All participated in the writing of the script but the cast consists of the three multifaceted ladies, Jaylene Clark, Hollis Heath and Janelle Heatley. The opening scene begins with their characters, childhood friends Shayla, Toni and Bridget, reuniting on the stoop of a brownstone one of them grew up in. They all begin to reminiscence about their experiences in the old neighborhood ranging from what candies they used to enjoy and games they used to play. The three characters then begin to worry that their memories of more complex aspects of growing up in Harlem, particularly its cultural vibrancy will become a thing of the past. In Renaissance, the three infuse their background with spoken word, song and dance into traditional theater and create a visionary play that allows us to travel through the rich history of Harlem while exploring the socio-economic issues that make it vulnerable to the gentrification occurring today.

I saw this play about a month ago and vowed to Chyann that I would do my best to support her new project because it is really good play, simply speaking. Renaissance is thoughtful, intelligent, funny and polished. But I was more impressed by how fairly the ladies presented the issues at hand. All grew up in Harlem and with the exception of Janelle who lives in The Bronx, all still reside in there. They witness the larger number of fairly moneyed people now living amongst them, and the restaurants and boutiques that follow them. I get frustrated with debates about gentrification because there is a tendency to oversimplify the issues at hand. It is important for people to have access to fresh fruits and vegetables so the new supermarket down the street is a good thing. But if the prices are out of reach for working class people within the community, then it is no added benefit.
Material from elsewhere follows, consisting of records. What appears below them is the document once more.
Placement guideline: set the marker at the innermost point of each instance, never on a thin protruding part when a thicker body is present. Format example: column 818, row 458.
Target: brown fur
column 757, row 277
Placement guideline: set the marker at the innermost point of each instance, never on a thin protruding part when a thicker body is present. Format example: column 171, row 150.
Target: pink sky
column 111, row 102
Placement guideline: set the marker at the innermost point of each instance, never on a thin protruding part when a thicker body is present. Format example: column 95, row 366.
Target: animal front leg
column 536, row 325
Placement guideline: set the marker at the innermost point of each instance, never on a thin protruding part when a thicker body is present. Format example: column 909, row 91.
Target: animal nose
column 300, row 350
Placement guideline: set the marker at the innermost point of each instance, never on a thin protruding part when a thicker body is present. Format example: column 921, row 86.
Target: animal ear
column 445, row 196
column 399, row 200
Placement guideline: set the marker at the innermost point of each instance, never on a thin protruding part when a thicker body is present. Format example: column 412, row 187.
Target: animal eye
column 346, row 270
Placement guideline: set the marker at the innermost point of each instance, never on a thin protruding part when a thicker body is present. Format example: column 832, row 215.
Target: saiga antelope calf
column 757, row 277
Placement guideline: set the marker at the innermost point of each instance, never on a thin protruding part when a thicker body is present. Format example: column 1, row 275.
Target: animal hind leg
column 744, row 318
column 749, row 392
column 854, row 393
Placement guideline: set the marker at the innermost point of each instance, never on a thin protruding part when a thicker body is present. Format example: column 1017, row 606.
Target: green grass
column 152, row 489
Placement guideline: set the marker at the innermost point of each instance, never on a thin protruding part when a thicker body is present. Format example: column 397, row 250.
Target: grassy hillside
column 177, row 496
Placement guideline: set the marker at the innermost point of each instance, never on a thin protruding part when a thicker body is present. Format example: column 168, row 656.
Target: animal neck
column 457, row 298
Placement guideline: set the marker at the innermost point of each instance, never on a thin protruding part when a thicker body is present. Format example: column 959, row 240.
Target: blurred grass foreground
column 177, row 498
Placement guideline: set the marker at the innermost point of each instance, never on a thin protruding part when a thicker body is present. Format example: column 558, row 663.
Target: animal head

Gentrification is more complex than poor people getting pushed out and trendy establishments and Renaissance perfectly displays that.

"We don't want to write an anti-gentrification play," Chyann said to me in an earlier phone conversation."From a personal standpoint, we all know we are benefiting from many of the changes taking place."

In each scene, a typical viewpoint is presented with an alternative one leaving the audience to sometimes challenge their own opinions about how neighborhoods similar to Harlem are changing. Jaylene, Hollis and Janelle's characters articulate their desires to preserve the culture that made Harlem one of the most famous neighborhoods in the world. This includes its history in fine arts, jazz, hip hop, cuisine and especially spoken word. All of the ladies have a background in spoken word and yearn for a modern day renaissance where the cultural beauty will be revitalized amidst an evolving Harlem. A Harlem where white and typically more affluent residents are emerging within a traditionally black and Latino Harlem, much like a belly of a killer whale, the metaphor that ignited the creation of the play itself.

It is refreshing to be moved in the theater. When you go see Renaissance in the Belly Whale, you will be moved, inspired and challenged. You will leave asking yourself questions. Is a gentrifying neighborhood's increased wealth shared amongst the original residents? Isn't more improved public health and security a good thing? Why did it have to take new people in to bring what are largely considered basic rights? Well, those were my personal questions. Go see the play and have your own.